-
Notifications
You must be signed in to change notification settings - Fork 53
Description
Problem
When running scheduled backups with retention policies, we observe transient errors:
{"level":"error","msg":"Error while updating the recovery window in the ObjectStore status stanza. Skipping.","error":"Operation cannot be fulfilled on objectstores.barmancloud.cnpg.io \"cluster-name-backup\": the object has been modified; please apply your changes to the latest version and try again"}
{"level":"error","msg":"Retention policy enforcement failed","error":"Operation cannot be fulfilled on objectstores.barmancloud.cnpg.io \"cluster-name-backup\": the object has been modified; please apply your changes to the latest version and try again"}
Root Cause Analysis
After investigating the plugin source code, we identified that the updateRecoveryWindow function in internal/cnpgi/instance/recovery_window.go performs a direct status update without retry logic:
// recovery_window.go:40
func updateRecoveryWindow(...) error {
// ... builds status ...
return c.Status().Update(ctx, objectStore) // No retry on conflict
}This function is called from two places that can run concurrently:
- backup.go:169 - After a backup completes successfully
- retention.go:66 - During periodic retention policy enforcement (default every 5 minutes)

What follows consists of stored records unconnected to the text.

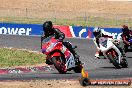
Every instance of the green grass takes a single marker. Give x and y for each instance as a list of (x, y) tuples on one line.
[(88, 21), (12, 57)]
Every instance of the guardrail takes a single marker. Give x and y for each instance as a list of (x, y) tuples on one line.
[(70, 31)]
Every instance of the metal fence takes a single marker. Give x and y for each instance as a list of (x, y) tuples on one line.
[(17, 15)]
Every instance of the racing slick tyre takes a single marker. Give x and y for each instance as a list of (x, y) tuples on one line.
[(59, 64), (84, 81), (124, 63), (78, 68), (113, 61)]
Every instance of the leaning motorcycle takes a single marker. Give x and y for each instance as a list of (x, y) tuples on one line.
[(59, 56), (130, 40), (110, 51)]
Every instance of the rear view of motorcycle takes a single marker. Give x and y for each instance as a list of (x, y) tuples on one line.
[(112, 52), (59, 56)]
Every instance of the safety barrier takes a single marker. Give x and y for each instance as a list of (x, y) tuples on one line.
[(70, 31)]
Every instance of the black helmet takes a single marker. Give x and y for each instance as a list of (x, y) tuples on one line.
[(47, 25), (125, 29), (97, 32)]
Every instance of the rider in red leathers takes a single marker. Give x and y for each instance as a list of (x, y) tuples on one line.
[(49, 30), (126, 34)]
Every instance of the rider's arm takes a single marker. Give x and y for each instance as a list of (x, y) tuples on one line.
[(96, 43), (60, 34)]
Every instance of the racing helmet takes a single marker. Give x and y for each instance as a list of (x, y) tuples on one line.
[(125, 29), (97, 32), (47, 25)]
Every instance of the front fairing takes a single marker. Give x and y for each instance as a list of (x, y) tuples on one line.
[(105, 44)]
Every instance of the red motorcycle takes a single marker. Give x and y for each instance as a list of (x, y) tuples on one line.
[(59, 56)]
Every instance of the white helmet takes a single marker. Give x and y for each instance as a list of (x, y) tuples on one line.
[(97, 32)]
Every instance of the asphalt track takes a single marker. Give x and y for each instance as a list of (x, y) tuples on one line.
[(97, 68)]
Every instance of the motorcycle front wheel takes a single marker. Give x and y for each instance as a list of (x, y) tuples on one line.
[(113, 61), (59, 64)]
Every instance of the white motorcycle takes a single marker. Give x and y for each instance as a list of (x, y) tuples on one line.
[(111, 52)]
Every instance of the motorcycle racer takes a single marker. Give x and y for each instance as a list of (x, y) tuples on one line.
[(98, 34), (49, 30), (126, 34)]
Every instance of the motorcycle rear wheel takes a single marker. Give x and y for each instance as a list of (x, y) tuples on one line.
[(59, 65)]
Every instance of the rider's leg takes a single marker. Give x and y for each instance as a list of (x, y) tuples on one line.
[(126, 48)]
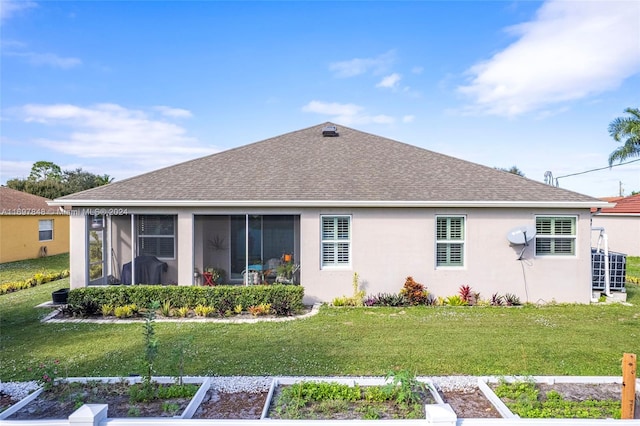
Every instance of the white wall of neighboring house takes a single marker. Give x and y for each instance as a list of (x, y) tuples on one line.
[(623, 232)]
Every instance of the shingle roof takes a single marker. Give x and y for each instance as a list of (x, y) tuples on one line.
[(17, 203), (626, 205), (303, 166)]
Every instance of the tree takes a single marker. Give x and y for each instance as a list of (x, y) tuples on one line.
[(49, 181), (513, 170), (627, 131), (44, 170)]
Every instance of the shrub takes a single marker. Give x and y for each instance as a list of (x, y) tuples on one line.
[(284, 299), (415, 292), (387, 299)]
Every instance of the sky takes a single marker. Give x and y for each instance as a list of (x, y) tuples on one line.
[(122, 88)]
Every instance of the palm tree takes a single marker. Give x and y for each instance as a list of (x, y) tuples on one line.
[(627, 131)]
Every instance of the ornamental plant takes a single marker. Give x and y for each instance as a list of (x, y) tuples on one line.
[(47, 374), (415, 292)]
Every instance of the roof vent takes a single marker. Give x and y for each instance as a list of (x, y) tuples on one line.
[(330, 131)]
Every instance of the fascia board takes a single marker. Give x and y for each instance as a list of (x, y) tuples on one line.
[(330, 203)]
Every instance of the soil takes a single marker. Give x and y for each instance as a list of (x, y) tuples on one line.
[(237, 405), (65, 398), (6, 401), (585, 391), (471, 404)]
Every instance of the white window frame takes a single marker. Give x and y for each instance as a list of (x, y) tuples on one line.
[(140, 236), (335, 242), (573, 237), (40, 229), (462, 241)]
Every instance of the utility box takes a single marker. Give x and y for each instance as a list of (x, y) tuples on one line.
[(617, 270)]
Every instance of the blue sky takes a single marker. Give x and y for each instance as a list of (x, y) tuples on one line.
[(122, 88)]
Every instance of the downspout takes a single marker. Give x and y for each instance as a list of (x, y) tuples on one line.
[(133, 249), (108, 248), (246, 249)]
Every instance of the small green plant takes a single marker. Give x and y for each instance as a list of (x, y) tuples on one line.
[(203, 311), (47, 374), (455, 300), (511, 300), (415, 292), (524, 399), (107, 310), (404, 387), (170, 407), (126, 311), (356, 299), (133, 412), (261, 309), (165, 308)]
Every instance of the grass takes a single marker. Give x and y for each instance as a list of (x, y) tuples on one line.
[(25, 269), (546, 340)]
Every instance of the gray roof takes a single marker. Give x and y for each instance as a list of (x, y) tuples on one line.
[(303, 166)]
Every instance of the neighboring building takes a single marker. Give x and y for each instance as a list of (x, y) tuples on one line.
[(621, 224), (29, 227), (341, 201)]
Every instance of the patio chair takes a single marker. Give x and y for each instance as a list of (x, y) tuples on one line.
[(283, 278)]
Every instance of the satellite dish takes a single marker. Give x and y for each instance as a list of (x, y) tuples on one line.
[(521, 234)]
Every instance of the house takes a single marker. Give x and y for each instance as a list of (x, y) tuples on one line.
[(621, 224), (29, 227), (341, 201)]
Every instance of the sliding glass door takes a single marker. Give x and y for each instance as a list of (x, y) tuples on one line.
[(268, 236)]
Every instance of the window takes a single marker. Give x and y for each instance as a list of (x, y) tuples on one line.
[(45, 230), (449, 241), (336, 241), (555, 236), (156, 236)]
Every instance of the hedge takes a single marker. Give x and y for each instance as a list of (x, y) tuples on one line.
[(37, 279), (284, 299)]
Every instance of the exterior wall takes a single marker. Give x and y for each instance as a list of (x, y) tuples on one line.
[(388, 245), (623, 232), (20, 237), (391, 244)]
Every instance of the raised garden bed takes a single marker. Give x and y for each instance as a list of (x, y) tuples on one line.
[(62, 399), (399, 397), (528, 398)]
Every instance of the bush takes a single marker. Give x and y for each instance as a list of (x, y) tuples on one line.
[(284, 299), (415, 292)]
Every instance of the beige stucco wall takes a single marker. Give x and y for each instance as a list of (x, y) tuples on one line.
[(391, 244), (20, 237), (623, 232), (388, 245)]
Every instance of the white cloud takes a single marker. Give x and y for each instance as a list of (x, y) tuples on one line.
[(390, 82), (14, 169), (173, 112), (115, 132), (47, 59), (358, 66), (571, 50), (347, 114), (8, 8)]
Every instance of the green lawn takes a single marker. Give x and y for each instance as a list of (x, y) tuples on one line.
[(557, 339), (25, 269)]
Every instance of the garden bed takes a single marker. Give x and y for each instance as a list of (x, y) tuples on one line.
[(232, 405), (62, 399), (529, 399), (399, 396)]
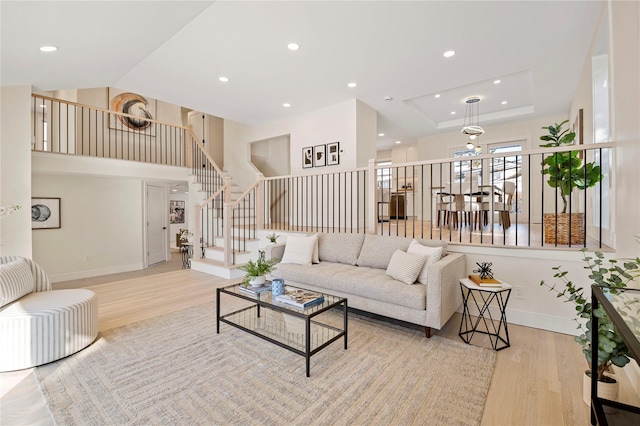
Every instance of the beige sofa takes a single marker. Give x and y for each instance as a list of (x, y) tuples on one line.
[(356, 266), (37, 324)]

When both operations happen close together, Kubernetes optimistic concurrency control rejects one update because the resourceVersion changed between read and write.
Evidence
The same file already has a function that correctly handles this scenario:
// recovery_window.go:65 - setLastFailedBackupTime
func setLastFailedBackupTime(...) error {
return retry.RetryOnConflict(retry.DefaultBackoff, func() error {
var objectStore barmancloudv1.ObjectStore
if err := c.Get(ctx, objectStoreKey, &objectStore); err != nil {
return err
}
// ... update status ...
return c.Status().Update(ctx, &objectStore)
})
}The setLastFailedBackupTime function uses retry.RetryOnConflict which:
- Gets a fresh copy of the resource before updating
- Retries on conflict with exponential backoff
Impact
- Severity: Low - backups complete successfully, status eventually updates
- User experience: Confusing error messages in logs
- Frequency: Depends on backup/retention timing overlap (we see ~2 errors per 24h)
Proposed Fix
Apply the same retry pattern to updateRecoveryWindow:
func updateRecoveryWindow(
ctx context.Context,
c client.Client,
backupList *catalog.Catalog,
objectStore *barmancloudv1.ObjectStore,
serverName string,
) error {
return retry.RetryOnConflict(retry.DefaultBackoff, func() error {
// Get fresh copy
var freshObjectStore barmancloudv1.ObjectStore
if err := c.Get(ctx, client.ObjectKeyFromObject(objectStore), &freshObjectStore); err != nil {
return err
}
// Build recovery window
convertTime := func(t *time.Time) *metav1.Time {
if t == nil {
return nil
}
return ptr.To(metav1.NewTime(*t))
}
recoveryWindow := freshObjectStore.Status.ServerRecoveryWindow[serverName]
recoveryWindow.FirstRecoverabilityPoint = convertTime(backupList.GetFirstRecoverabilityPoint())
recoveryWindow.LastSuccessfulBackupTime = convertTime(backupList.GetLastSuccessfulBackupTime())
if freshObjectStore.Status.ServerRecoveryWindow == nil {
freshObjectStore.Status.ServerRecoveryWindow = make(map[string]barmancloudv1.RecoveryWindow)
}
freshObjectStore.Status.ServerRecoveryWindow[serverName] = recoveryWindow
return c.Status().Update(ctx, &freshObjectStore)
})
}Environment
- Plugin version: 0.10.0
- CNPG Operator: 1.26+
- Kubernetes: 1.29+
- Object storage: AWS S3
We're happy to submit a PR if this approach looks correct.